Na altura em que a nossa história se desenrola era vice-rainha de Portugal,
Margarida, duquesa de Mântua e prima de Filipe IV e os portugueses nada tinham
a apontar-lhe, pelo contrário, até gostavam dela, por ser amável e muito
religiosa. Para secretário de Estado foi escolhido o odiado e detestado Miguel
Vasconcelos, que conseguia inventar os impostos mais injustos imaginados, para
angariar mais e mais dinheiro para Madrid. Servil adulador do conde-duque,
Vasconcelos odiava e humilhava igualmente a nobreza, o clero e o povo, semeando
ódios e rancores. A sua nomeação dera-se em 1635, pouco tempo depois da de Margarida, e houve grande irritação
dos ânimos de toda a gente. Os impostos que até ali tinham sido pesadíssimos
tornaram-se exorbitantes. O dia estava chuvoso, mas, de tempos a tempos, o Sol
espreitava, um pouco tímido, como se estivesse a jogar às escondidas. Havia um
grande alarido numa parte bem conhecida da bonita e airosa Lisboa.

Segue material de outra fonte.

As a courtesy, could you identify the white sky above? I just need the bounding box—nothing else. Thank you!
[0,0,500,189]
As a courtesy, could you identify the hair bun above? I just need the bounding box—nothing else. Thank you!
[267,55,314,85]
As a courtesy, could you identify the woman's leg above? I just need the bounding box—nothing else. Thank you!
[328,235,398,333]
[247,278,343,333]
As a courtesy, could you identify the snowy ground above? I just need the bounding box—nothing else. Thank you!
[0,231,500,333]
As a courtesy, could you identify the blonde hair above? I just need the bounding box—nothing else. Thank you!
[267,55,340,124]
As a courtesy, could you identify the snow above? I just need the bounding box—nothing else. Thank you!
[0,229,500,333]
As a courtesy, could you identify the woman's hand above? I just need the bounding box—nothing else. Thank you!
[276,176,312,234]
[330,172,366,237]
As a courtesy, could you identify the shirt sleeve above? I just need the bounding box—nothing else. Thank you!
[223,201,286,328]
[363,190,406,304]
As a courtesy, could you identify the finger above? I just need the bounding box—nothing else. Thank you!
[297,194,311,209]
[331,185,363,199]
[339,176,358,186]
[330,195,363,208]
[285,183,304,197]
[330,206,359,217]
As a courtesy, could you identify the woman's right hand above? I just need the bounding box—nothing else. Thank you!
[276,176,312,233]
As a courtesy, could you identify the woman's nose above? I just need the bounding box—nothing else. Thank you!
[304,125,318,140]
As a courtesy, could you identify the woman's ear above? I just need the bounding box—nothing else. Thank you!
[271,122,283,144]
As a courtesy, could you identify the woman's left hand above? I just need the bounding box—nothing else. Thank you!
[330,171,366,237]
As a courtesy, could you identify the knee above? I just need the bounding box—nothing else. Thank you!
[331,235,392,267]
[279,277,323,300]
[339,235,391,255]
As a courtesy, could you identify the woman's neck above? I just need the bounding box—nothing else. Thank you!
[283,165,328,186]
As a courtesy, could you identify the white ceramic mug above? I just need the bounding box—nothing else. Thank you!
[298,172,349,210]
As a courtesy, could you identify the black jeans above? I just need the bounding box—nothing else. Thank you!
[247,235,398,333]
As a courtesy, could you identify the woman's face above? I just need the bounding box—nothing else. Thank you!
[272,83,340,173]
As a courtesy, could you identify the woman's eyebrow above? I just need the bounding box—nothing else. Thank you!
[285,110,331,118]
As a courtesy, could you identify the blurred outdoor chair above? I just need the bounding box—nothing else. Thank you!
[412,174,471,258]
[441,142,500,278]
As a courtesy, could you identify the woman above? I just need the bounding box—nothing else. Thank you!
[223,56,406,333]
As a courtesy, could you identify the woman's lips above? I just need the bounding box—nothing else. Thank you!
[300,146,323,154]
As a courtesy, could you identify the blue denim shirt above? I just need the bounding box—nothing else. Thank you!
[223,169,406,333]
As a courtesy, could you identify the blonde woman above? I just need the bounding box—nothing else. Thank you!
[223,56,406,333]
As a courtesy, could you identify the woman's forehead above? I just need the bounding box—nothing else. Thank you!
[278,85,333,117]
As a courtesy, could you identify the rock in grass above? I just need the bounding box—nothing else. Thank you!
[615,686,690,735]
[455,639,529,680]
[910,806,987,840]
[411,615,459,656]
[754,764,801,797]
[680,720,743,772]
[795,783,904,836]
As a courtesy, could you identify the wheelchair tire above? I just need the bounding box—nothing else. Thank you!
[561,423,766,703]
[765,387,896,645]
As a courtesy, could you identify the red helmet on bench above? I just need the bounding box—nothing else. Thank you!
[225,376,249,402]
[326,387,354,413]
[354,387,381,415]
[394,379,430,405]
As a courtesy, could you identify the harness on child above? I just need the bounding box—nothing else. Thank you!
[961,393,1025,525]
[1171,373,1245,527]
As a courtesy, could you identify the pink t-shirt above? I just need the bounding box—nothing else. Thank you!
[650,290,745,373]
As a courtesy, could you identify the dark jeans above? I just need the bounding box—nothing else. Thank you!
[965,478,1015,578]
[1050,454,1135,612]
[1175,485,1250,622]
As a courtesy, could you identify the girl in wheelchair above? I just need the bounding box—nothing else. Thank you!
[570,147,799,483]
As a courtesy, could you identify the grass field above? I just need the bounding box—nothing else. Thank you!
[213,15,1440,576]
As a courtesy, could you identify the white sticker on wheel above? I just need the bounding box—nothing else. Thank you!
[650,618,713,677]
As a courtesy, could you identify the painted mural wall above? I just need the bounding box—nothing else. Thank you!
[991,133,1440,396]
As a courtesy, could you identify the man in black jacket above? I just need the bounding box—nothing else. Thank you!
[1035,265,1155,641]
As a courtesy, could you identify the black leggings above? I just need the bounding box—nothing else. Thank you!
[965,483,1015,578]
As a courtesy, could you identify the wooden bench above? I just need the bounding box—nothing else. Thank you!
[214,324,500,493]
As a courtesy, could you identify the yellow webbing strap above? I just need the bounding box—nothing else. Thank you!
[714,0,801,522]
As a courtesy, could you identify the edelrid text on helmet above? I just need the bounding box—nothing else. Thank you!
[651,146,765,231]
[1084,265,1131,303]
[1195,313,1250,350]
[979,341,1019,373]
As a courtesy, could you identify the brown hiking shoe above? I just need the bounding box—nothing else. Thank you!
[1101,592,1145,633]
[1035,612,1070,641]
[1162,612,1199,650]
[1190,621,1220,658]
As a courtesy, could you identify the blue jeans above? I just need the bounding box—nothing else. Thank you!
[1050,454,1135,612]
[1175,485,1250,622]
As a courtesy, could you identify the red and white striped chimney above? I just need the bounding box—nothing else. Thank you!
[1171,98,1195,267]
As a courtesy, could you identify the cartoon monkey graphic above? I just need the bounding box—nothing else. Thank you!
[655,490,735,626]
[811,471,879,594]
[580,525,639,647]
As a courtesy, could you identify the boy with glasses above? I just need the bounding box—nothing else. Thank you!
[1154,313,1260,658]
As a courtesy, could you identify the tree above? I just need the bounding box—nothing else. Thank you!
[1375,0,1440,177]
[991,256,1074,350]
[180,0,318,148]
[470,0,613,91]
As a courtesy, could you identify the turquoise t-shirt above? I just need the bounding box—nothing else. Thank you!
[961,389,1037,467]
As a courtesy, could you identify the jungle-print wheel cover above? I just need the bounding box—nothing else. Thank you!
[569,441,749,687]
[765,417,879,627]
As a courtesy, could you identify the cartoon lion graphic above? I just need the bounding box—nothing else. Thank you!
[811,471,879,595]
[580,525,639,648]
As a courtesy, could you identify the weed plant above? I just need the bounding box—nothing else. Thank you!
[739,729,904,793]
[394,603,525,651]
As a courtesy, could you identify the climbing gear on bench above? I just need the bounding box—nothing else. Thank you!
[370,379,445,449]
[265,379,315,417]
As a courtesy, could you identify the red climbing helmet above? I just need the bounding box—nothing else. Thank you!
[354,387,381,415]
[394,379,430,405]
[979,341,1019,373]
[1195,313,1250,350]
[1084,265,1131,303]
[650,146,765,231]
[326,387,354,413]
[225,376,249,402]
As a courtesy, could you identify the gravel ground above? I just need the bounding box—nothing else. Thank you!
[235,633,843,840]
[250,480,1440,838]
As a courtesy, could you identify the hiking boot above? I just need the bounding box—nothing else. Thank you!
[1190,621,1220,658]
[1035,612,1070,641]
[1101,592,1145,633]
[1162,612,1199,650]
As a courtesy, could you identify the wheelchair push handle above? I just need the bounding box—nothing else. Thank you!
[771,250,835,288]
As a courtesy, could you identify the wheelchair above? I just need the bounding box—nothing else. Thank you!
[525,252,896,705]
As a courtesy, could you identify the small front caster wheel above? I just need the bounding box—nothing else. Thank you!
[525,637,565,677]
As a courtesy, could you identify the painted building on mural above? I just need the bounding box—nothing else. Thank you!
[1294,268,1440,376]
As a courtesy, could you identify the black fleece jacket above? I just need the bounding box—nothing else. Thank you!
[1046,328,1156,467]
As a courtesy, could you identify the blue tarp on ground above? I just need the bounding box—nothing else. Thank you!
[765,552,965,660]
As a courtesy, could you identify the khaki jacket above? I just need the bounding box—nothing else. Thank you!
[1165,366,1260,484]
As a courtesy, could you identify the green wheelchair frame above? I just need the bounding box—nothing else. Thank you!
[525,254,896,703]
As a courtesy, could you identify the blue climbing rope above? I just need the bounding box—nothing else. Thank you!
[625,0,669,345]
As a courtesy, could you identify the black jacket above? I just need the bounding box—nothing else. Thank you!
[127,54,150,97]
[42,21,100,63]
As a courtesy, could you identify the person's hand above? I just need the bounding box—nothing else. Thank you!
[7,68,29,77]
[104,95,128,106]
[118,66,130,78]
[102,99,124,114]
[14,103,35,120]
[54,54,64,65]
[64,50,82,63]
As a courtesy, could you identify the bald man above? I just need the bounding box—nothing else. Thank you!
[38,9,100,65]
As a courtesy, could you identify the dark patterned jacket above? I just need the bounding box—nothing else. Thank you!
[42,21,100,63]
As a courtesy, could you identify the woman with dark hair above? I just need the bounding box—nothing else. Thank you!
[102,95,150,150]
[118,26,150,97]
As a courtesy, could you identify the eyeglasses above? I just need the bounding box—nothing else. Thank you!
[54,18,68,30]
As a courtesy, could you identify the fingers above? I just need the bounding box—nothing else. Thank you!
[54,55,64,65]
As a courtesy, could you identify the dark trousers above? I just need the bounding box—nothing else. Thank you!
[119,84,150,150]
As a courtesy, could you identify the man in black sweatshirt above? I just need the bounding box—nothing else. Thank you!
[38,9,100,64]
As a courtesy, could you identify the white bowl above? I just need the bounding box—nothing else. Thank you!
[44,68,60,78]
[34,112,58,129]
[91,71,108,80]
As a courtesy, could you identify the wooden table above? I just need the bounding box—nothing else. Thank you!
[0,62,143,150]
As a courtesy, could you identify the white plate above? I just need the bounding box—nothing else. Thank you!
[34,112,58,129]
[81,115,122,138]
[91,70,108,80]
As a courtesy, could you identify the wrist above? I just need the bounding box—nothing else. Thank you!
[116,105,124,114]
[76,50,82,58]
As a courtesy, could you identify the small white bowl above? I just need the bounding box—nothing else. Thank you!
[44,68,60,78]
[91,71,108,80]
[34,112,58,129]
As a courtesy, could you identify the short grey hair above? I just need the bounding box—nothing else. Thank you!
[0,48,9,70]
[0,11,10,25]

Soldados castelhanos
extremamente irritados, não só com a chuva, mas principalmente pelo motivo por
que se encontravam ali, mexiam-se de um lado para o outro, interrogando os
habitantes e invadindo-lhes as casas, sem cerimónia alguma. Quiero ese enmascarado preso hoy! El fué
visto por aquí y no estará muy lejos. El ministro me dio orden para matarlo, si
resistir a la prisión, afirmou o capitão dos soldados, cujo bigode
farfalhudo tremia de nervosismo cada vez que falava. Era alto e ruivo, de
feitio irritadiço, e empurrava, impaciente, quem lhe surgia à frente. Um grupo
de populares rodeava-os, indignados com a confusão e refilando com eles. Já lhes
dissemos mil vezes que o capitão Gualdim não está aqui! O que é que ele fez desta vez?, perguntou uma mulher baixa e
robusta, em ar de desafio. Um soldado português voltou-se para ela e disse a
meia voz, com os cantos da boca tremendo, como se tivesse uma imensa vontade de
rir: O capitão Gualdim ontem fez uma emboscada a Vasconcelos quando ele se ia
deitar. Deixou-lhe espetada na almofada da cama uma mensagem com ameaças
terríveis e o ministro está doido de raiva... Os olhos das pessoas brilharam de
prazer e reconhecimento.
Um
velho, todo vergado pelo peso dos quase noventa anos e cabelos brancos como a
neve, levantou a mão trémula ao céu. A luz que tinha nos olhos denunciava bem a
vida que no corpo lhe faltava. Um dia, o rei Sebastião há-de voltar no seu
cavalo branco para arrancar o país desta escória que nos governa! Os outros
concordaram com ele, mais por respeito do que por outra coisa. Bem sabiam o
quanto era impossível o que o velho dizia. O monarca Sebastião, se ainda
estivesse vivo, devia estar tão idoso quanto ele; mas o sentimento é que
contava... Naquele tempo ainda havia uma grande parte da população que acreditava
que o rei desaparecido em Alcácer Quibir, em 1578, voltaria numa manhã de nevoeiro, tão jovem quanto partira,
para libertar Portugal dos espanhóis. Os jesuítas, sobretudo, faziam do
sebastianismo uma arma perigosa, pois alimentavam, assim, as esperanças da
população na restauração de Portugal. Desconfiava-se deles nos motins de Évora,
na tão falada revolta do Manuelinho, pois eles eram inimigos mortais do domínio
espanhol e havia razão nessas desconfianças. Os eclesiásticos tentavam excitar
o povo contra os espanhóis, de todas as maneiras possíveis. Apesar da rivalidade
existente entre Jesuítas e Dominicanos, ambas as ordens haviam achado por bem
trabalharem em conjunto na restauração da pátria. Recorrendo a profecias e com
o auxílio do sebastianismo, pressagiavam a queda do domínio espanhol e o
regresso de um rei português, João, duque de Bragança, que os mais
crédulos acreditavam ter sido encarnado pelo desditoso Sebastião». In Isabel
Ricardo, O Último Conjurado, Saída de Emergência, 2014, ISBN 978-989-637-676-5.